Luego, vino nuestro segundo periplo, tratando de encontrar un sito para alojar. Todo estaba lleno. Finalmente, encontramos unas cabañas en Moquehue, una localidad que está a unos 20 minutos de la Villa Pehuenia. Y la espera valió la pena. La cabaña era construida entera en piedra, tenía una chimenea soñada y estaba emplazada en medio de un bosque de araucarias. La cena completó el día en la Hostería Moquehue, con trucha, asado de chivo y ñoquis.Al día siguiente, partimos a conocer. Rumbos al sur, rodeamos el lago Moquehue, pasando junto al lago Ñorquinco y otros más pequeños, hasta llegar a Aluminé.

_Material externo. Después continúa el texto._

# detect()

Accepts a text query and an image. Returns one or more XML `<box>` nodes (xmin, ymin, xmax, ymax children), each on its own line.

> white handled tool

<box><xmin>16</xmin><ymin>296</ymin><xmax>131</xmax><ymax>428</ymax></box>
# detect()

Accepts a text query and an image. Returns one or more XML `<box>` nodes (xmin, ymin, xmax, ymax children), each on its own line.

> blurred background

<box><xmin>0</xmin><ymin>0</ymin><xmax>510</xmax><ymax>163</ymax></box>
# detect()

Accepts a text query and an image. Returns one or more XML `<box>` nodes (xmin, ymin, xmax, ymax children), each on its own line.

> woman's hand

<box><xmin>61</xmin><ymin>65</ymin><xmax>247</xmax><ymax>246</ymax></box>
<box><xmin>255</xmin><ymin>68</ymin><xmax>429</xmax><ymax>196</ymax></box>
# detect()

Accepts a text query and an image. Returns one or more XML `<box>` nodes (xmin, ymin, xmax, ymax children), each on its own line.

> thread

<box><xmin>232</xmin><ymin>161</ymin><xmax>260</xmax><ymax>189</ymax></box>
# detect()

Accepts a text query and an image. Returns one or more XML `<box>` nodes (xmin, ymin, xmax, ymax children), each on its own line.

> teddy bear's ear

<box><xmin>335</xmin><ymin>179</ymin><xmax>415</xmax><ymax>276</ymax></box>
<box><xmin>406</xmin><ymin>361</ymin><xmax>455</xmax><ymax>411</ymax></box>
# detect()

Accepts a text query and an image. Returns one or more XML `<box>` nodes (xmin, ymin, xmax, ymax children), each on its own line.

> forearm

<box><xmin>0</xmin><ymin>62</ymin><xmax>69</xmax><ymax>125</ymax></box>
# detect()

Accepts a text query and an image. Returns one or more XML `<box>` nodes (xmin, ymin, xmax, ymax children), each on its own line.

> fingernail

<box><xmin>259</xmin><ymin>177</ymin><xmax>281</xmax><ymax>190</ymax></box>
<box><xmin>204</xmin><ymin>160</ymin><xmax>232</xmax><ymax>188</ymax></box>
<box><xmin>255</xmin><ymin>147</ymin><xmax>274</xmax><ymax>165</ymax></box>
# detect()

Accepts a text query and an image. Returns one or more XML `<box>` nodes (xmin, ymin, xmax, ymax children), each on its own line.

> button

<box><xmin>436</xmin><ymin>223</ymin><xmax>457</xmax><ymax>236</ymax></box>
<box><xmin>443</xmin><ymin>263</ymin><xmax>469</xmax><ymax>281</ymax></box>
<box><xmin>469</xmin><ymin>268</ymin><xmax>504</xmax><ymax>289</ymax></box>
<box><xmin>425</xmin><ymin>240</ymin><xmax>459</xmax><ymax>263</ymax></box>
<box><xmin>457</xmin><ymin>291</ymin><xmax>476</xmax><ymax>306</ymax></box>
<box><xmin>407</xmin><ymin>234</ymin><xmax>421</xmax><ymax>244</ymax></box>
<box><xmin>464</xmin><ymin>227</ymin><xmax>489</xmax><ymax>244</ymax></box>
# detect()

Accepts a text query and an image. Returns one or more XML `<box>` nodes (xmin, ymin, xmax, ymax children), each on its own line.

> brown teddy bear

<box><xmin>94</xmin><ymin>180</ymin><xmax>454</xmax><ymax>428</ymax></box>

Allí almorzamos y disfrutamos de la tranquidad de esta ciudad. De regreso, rodeamos la ribera oriente del lago Aluminé hasta llegar a la Villa Pehuenia. Seguimos nuestro recorrido, paseando por las calles de la Villa, disfrutando de la arquitectura de montaña, lo apacible del lago y la amabilidad de su gente. La cabaña nos esperaba con la calidez de la chimenes y lo agradable de llegar cansados a dormir.
Al día siguiente, junto con despedirnos de los dueños de las cabañas (la señora era chilena), conocimos a un matrimonio que nos animó a seguir volver por esos lados y seguir conociendo la hermana república, como ellos lo hacian habitualmente.

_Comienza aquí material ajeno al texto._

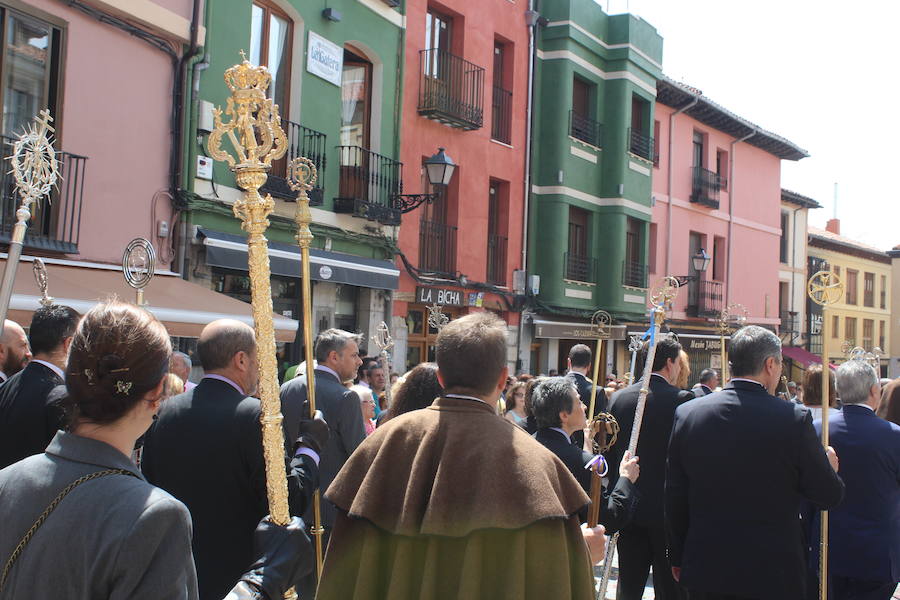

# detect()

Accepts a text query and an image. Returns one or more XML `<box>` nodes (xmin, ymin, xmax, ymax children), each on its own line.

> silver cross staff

<box><xmin>0</xmin><ymin>109</ymin><xmax>59</xmax><ymax>335</ymax></box>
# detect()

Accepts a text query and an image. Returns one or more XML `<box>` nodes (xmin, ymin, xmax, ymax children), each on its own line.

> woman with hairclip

<box><xmin>0</xmin><ymin>302</ymin><xmax>310</xmax><ymax>600</ymax></box>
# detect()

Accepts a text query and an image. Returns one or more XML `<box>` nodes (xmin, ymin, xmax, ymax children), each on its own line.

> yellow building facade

<box><xmin>808</xmin><ymin>226</ymin><xmax>891</xmax><ymax>376</ymax></box>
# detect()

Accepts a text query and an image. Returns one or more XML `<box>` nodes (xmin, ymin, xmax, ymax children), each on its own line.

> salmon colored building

<box><xmin>649</xmin><ymin>79</ymin><xmax>808</xmax><ymax>379</ymax></box>
<box><xmin>392</xmin><ymin>0</ymin><xmax>530</xmax><ymax>372</ymax></box>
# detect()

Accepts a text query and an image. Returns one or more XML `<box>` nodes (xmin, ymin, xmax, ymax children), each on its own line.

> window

<box><xmin>249</xmin><ymin>0</ymin><xmax>294</xmax><ymax>117</ymax></box>
<box><xmin>844</xmin><ymin>317</ymin><xmax>856</xmax><ymax>345</ymax></box>
<box><xmin>779</xmin><ymin>211</ymin><xmax>791</xmax><ymax>264</ymax></box>
<box><xmin>340</xmin><ymin>48</ymin><xmax>372</xmax><ymax>148</ymax></box>
<box><xmin>863</xmin><ymin>273</ymin><xmax>875</xmax><ymax>307</ymax></box>
<box><xmin>847</xmin><ymin>269</ymin><xmax>859</xmax><ymax>304</ymax></box>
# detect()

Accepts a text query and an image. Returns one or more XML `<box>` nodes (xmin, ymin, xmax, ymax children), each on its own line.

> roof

<box><xmin>809</xmin><ymin>227</ymin><xmax>889</xmax><ymax>262</ymax></box>
<box><xmin>781</xmin><ymin>188</ymin><xmax>822</xmax><ymax>208</ymax></box>
<box><xmin>656</xmin><ymin>76</ymin><xmax>809</xmax><ymax>160</ymax></box>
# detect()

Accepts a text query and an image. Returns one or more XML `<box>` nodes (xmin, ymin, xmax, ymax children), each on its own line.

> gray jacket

<box><xmin>281</xmin><ymin>369</ymin><xmax>366</xmax><ymax>528</ymax></box>
<box><xmin>0</xmin><ymin>432</ymin><xmax>197</xmax><ymax>600</ymax></box>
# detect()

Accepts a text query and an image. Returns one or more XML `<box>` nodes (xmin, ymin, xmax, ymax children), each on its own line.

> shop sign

<box><xmin>416</xmin><ymin>286</ymin><xmax>464</xmax><ymax>306</ymax></box>
<box><xmin>306</xmin><ymin>31</ymin><xmax>344</xmax><ymax>87</ymax></box>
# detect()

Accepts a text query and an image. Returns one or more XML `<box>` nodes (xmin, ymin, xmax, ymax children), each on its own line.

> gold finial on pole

<box><xmin>207</xmin><ymin>57</ymin><xmax>294</xmax><ymax>598</ymax></box>
<box><xmin>287</xmin><ymin>157</ymin><xmax>325</xmax><ymax>576</ymax></box>
<box><xmin>0</xmin><ymin>109</ymin><xmax>59</xmax><ymax>335</ymax></box>
<box><xmin>806</xmin><ymin>271</ymin><xmax>844</xmax><ymax>600</ymax></box>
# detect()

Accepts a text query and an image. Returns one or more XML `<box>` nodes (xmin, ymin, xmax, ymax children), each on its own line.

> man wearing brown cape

<box><xmin>316</xmin><ymin>312</ymin><xmax>604</xmax><ymax>600</ymax></box>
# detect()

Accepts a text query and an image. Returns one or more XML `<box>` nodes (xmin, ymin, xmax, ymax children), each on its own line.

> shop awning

<box><xmin>0</xmin><ymin>255</ymin><xmax>298</xmax><ymax>342</ymax></box>
<box><xmin>197</xmin><ymin>229</ymin><xmax>400</xmax><ymax>290</ymax></box>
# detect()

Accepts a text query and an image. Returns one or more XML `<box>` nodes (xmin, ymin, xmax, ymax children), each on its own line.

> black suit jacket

<box><xmin>141</xmin><ymin>379</ymin><xmax>318</xmax><ymax>600</ymax></box>
<box><xmin>607</xmin><ymin>375</ymin><xmax>694</xmax><ymax>529</ymax></box>
<box><xmin>281</xmin><ymin>369</ymin><xmax>366</xmax><ymax>528</ymax></box>
<box><xmin>664</xmin><ymin>381</ymin><xmax>844</xmax><ymax>600</ymax></box>
<box><xmin>534</xmin><ymin>428</ymin><xmax>640</xmax><ymax>534</ymax></box>
<box><xmin>0</xmin><ymin>362</ymin><xmax>63</xmax><ymax>469</ymax></box>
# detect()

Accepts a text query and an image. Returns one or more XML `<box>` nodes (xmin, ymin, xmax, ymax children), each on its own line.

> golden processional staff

<box><xmin>0</xmin><ymin>109</ymin><xmax>59</xmax><ymax>335</ymax></box>
<box><xmin>597</xmin><ymin>277</ymin><xmax>678</xmax><ymax>600</ymax></box>
<box><xmin>806</xmin><ymin>271</ymin><xmax>844</xmax><ymax>600</ymax></box>
<box><xmin>288</xmin><ymin>157</ymin><xmax>325</xmax><ymax>576</ymax></box>
<box><xmin>207</xmin><ymin>52</ymin><xmax>298</xmax><ymax>597</ymax></box>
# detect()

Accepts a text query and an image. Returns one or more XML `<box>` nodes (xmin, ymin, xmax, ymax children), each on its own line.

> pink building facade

<box><xmin>648</xmin><ymin>79</ymin><xmax>807</xmax><ymax>377</ymax></box>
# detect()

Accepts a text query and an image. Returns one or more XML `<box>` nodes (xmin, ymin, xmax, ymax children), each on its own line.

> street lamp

<box><xmin>393</xmin><ymin>148</ymin><xmax>456</xmax><ymax>214</ymax></box>
<box><xmin>675</xmin><ymin>248</ymin><xmax>710</xmax><ymax>286</ymax></box>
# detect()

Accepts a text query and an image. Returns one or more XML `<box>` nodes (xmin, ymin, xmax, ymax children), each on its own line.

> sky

<box><xmin>596</xmin><ymin>0</ymin><xmax>900</xmax><ymax>250</ymax></box>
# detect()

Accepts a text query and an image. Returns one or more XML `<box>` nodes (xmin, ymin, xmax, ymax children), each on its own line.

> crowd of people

<box><xmin>0</xmin><ymin>301</ymin><xmax>900</xmax><ymax>600</ymax></box>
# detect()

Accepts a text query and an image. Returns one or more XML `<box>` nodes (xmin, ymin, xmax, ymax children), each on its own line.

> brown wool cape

<box><xmin>316</xmin><ymin>398</ymin><xmax>594</xmax><ymax>600</ymax></box>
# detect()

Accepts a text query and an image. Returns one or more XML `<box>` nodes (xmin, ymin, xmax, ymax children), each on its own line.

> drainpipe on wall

<box><xmin>516</xmin><ymin>0</ymin><xmax>540</xmax><ymax>376</ymax></box>
<box><xmin>725</xmin><ymin>129</ymin><xmax>758</xmax><ymax>307</ymax></box>
<box><xmin>665</xmin><ymin>96</ymin><xmax>700</xmax><ymax>276</ymax></box>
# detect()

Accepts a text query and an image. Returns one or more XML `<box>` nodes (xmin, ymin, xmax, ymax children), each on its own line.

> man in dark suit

<box><xmin>814</xmin><ymin>360</ymin><xmax>900</xmax><ymax>600</ymax></box>
<box><xmin>0</xmin><ymin>304</ymin><xmax>79</xmax><ymax>469</ymax></box>
<box><xmin>0</xmin><ymin>319</ymin><xmax>31</xmax><ymax>384</ymax></box>
<box><xmin>141</xmin><ymin>319</ymin><xmax>328</xmax><ymax>600</ymax></box>
<box><xmin>668</xmin><ymin>325</ymin><xmax>844</xmax><ymax>600</ymax></box>
<box><xmin>691</xmin><ymin>369</ymin><xmax>719</xmax><ymax>398</ymax></box>
<box><xmin>531</xmin><ymin>377</ymin><xmax>640</xmax><ymax>534</ymax></box>
<box><xmin>609</xmin><ymin>337</ymin><xmax>694</xmax><ymax>600</ymax></box>
<box><xmin>566</xmin><ymin>344</ymin><xmax>606</xmax><ymax>448</ymax></box>
<box><xmin>281</xmin><ymin>329</ymin><xmax>366</xmax><ymax>541</ymax></box>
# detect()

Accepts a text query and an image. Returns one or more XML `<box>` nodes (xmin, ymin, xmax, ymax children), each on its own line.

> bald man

<box><xmin>0</xmin><ymin>319</ymin><xmax>31</xmax><ymax>384</ymax></box>
<box><xmin>141</xmin><ymin>319</ymin><xmax>328</xmax><ymax>600</ymax></box>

Recogido el campamento, partimos hacia el volcán Batea Mahuida, donde pudimos disfrutar de la laguna que hay en el cráter. Desde allí, pudimos observar un paisaje imponente que nos permitía ver desde el Volcán Lanín hasta el Llaima, en el lado chileno y los lagos Aluminé y Moquiehue en el lado argentino.
Finalmente, y antes de volvernos, partimos al supermercado donde nos trajimos todo lo que acá encontramos al doble de precio.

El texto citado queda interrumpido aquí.